Eine Rekonstruktion aus COLMAP herausholen
Ein COLMAP-Modell besteht aus drei Binärdateien, die nur COLMAP-kundige Software lesen kann. Ein GLB dagegen öffnet sich in Blender, im 3D-Viewer von Windows, in der Vorschau von macOS, in Unity, Unreal, three.js, Babylon und auf jeder glTF-Seite im Netz. Eines zu exportieren ist der Weg, eine Rekonstruktion jemandem zu zeigen, der COLMAP nicht installiert hat — oder sie neben das Modell zu stellen, für das sie gebaut wurde.
Was in die Datei kommt
Dünnbesetzte Punkte als glTF-Primitive im Modus POINTS, mit Positionen und Farben.
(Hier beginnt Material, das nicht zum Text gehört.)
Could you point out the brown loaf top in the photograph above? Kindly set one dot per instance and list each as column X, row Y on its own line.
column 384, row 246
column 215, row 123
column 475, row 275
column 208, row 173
COLMAPs RGB ist sRGB, glTFs COLOR_0 ist linear — beim Export wird umgerechnet.
Kamerafrusta als LINES: vier Eckstrahlen vom optischen Zentrum, das verbindende Rechteck und eine Kerbe an der Oberkante, die die Rollung zeigt. Die Eckrichtungen stammen aus den echten Intrinsics, ein Weitwinkel zeichnet also ein weites Frustum.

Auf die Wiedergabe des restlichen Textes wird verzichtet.